When asked if Warren should roll out his own version of Medicare for All, Shahid argued that such an approach could be counterproductive – both for Warren and for the single payer move.

"I do not think she has to develop her own plan or anything like that," he said. "In fact, presenting one's own plan would be seen as competing with existing bills that people are mobilizing and working very hard on."

Adam Green, of the Progressive Change Campaign Committee, one of Warren's most outspoken outsiders, acknowledged – on the evening of June, she told him – that Warren's statement "I am with Bernie "on the stage of the debate" was for the benefit of anyone giving priority to this issue.a permission structure to vote clearly for her ".

Michael Lighty, Medicare for All advocate and former director of public policy for National Nurses United, the first major union to support Sanders in 2016, was part of the campaign to strengthen Senate support for Bill 2017, Medicare for All.

This included a sales pitch in Warren's office, which, he said, initially looked at him with some skepticism.

"Her staff has paid the same attention to this policy that she applies to everything, which is really a scrutiny," said Lighty, who again supports Sanders in 2020. However, ultimately, Warren passed the bill . the room next to his Vermont colleague when it was finally unveiled at Capitol Hill.

Still, said Lighty, there's a nagging question in the back of her mind.

"You have to ask, if Bernie is not there, what will she do?" Because she says: "I'm with Bernie", and if Bernie is not not here, what will she do? " he said. "So, I think you have to ask these questions.I do not think I would consider that his commitment and his political approach are based on medicare for all."

Another front in the battle

Skepticism among some dedicated Medicare for All activists is also rooted in a less publicized healthcare battle.

Warren, along with his countryman, Democratic Senator of Massachusetts, Ed Markey, asked, in early 2018, the repeal of the medical device tax of the Affordable Care Act, an industry with a hub in the United States. State of the bay. The tax, which Republicans often targeted during the Obama-era legislative clashes over the health care law, was supposed to help offset some of its new costs.

Warren's assistant told CNN that his support for the repeal of the tax depended on legislators finding an appropriate source of alternative income.

Since then, she has increasingly criticized big drug and insurance companies for billions of dollars in profits, while millions of Americans can no longer afford life-saving medicines or blankets.

And in a video published last week In her recent health care conversation with Ady Barkan, a 35-year-old ALS activist, Warren went one step further by assuring the toughest advocates of the single-payer system. Barkan noted that Warren seemed to have become increasingly "outspoken" in his support for Medicare for All.

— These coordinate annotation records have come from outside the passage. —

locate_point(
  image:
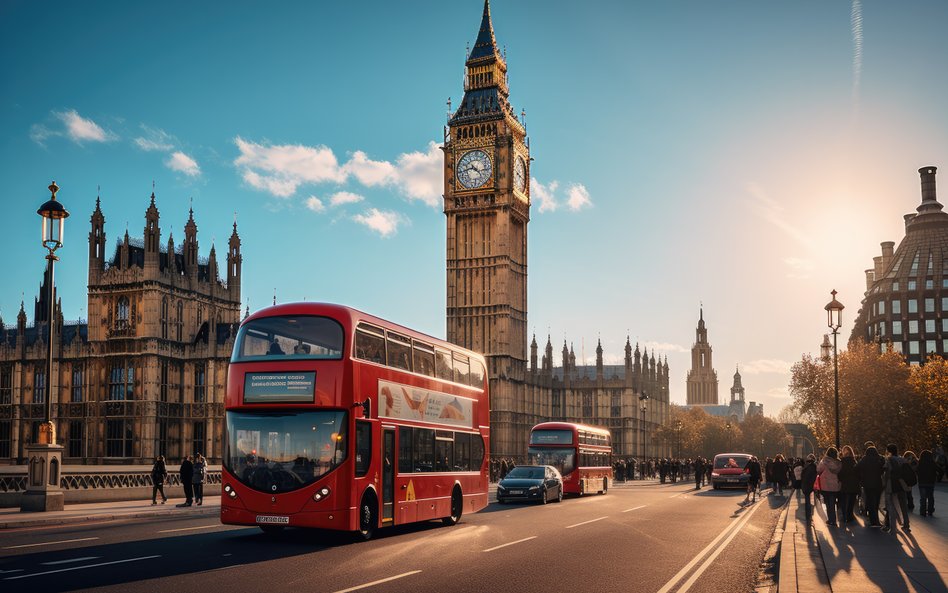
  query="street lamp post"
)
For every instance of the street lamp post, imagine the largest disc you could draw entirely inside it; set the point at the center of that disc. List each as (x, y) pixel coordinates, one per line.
(644, 398)
(43, 492)
(678, 429)
(834, 319)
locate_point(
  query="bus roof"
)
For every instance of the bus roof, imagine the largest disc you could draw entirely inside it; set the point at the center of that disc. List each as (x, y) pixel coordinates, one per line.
(571, 426)
(350, 318)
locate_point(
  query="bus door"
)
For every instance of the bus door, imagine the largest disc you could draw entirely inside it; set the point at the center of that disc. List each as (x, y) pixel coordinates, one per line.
(388, 474)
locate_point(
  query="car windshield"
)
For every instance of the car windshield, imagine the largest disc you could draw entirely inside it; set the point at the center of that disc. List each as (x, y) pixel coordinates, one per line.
(288, 337)
(731, 462)
(523, 472)
(281, 451)
(562, 458)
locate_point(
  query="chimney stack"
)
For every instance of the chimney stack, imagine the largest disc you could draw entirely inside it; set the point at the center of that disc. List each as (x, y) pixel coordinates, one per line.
(928, 184)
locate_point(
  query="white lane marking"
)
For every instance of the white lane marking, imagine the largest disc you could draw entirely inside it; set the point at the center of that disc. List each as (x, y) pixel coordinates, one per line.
(684, 570)
(519, 541)
(71, 560)
(65, 541)
(585, 522)
(704, 566)
(39, 574)
(190, 528)
(379, 582)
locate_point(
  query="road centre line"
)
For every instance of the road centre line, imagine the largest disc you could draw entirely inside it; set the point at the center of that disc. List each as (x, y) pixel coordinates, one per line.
(519, 541)
(190, 528)
(71, 560)
(65, 541)
(585, 522)
(684, 570)
(704, 566)
(39, 574)
(379, 582)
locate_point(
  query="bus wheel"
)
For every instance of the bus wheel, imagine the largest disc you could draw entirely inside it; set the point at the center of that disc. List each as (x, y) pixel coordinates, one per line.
(368, 517)
(457, 506)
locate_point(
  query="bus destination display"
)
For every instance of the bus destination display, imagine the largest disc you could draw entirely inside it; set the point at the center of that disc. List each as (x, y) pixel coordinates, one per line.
(281, 388)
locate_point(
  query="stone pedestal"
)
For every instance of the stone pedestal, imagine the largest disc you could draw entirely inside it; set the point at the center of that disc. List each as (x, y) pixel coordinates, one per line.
(45, 469)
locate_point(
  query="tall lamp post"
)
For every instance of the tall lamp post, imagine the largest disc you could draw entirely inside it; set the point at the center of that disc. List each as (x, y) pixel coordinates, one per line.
(678, 430)
(43, 492)
(834, 319)
(644, 398)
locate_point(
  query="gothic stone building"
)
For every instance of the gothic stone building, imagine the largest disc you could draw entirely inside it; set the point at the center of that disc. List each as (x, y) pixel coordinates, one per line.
(487, 206)
(145, 375)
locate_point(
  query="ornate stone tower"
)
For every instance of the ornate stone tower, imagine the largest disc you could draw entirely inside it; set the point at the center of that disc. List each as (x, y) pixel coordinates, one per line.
(487, 205)
(702, 378)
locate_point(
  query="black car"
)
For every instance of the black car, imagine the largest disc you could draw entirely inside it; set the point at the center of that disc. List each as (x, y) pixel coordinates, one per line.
(541, 483)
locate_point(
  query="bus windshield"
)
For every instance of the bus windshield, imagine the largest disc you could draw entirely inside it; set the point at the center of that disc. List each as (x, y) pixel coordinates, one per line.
(562, 458)
(281, 451)
(288, 337)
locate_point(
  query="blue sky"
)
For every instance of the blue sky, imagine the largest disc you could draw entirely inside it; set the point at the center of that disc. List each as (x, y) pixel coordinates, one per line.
(747, 155)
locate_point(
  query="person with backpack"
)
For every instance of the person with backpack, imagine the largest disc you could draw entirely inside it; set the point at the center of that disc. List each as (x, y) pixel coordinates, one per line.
(895, 488)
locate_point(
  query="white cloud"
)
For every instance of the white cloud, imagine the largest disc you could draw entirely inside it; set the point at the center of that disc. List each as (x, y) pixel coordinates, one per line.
(420, 175)
(578, 197)
(155, 139)
(344, 197)
(315, 204)
(766, 366)
(385, 223)
(80, 129)
(182, 163)
(544, 194)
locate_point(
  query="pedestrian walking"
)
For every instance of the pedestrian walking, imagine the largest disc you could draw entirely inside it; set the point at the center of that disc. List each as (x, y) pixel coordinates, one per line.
(752, 469)
(198, 478)
(828, 470)
(186, 473)
(849, 485)
(158, 476)
(895, 501)
(807, 479)
(927, 476)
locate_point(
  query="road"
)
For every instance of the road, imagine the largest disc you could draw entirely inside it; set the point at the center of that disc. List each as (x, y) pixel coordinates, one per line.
(664, 539)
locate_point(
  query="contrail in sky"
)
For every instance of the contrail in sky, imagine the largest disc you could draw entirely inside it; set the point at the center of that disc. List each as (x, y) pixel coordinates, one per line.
(856, 21)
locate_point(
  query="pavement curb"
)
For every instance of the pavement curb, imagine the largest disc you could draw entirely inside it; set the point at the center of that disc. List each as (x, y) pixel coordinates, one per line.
(92, 518)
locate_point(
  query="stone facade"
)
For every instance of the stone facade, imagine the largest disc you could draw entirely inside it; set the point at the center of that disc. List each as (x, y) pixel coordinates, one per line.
(487, 208)
(905, 306)
(146, 373)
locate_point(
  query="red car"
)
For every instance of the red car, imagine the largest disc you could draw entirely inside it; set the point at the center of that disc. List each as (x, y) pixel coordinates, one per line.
(728, 470)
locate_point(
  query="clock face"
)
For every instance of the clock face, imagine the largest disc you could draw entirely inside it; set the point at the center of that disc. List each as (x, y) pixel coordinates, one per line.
(474, 169)
(520, 175)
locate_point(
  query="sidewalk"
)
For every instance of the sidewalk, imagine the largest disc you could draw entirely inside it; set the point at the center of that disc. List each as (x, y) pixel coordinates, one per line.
(855, 558)
(12, 518)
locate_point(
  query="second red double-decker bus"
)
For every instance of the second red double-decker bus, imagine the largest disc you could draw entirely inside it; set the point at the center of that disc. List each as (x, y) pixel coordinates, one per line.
(583, 454)
(340, 420)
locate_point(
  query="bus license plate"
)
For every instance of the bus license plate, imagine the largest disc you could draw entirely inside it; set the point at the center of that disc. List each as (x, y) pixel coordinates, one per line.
(271, 519)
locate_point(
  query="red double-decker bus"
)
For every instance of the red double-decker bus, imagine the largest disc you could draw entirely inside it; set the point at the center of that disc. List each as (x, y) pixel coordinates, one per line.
(340, 420)
(583, 454)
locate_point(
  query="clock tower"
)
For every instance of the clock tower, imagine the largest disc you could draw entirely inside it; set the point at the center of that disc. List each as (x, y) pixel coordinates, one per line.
(487, 206)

"My observation is that your philosophical policy approach to a system failure is not usually to expand the size of the public sector, but to strongly regulate private sector players and overcome their greed," said Barkan. "Was this the source of your initial hesitation on the issue of getting rid of private insurance, or was it something else?"

Warren gently pushed back, saying that his concerns had more to do with the "transition than on (the) end point."

But she went on to point out that, for a candidate who so often claims that well-regulated markets can overcome corporate excesses, this is tantamount to a remarkable admission that health care is different.

"There are areas where markets just do not work, and a lot of health care is part of it," Warren said. "So, the idea that we would have some regulations in place, and everything will be fine – everything is going to work out, that's just not true for health care."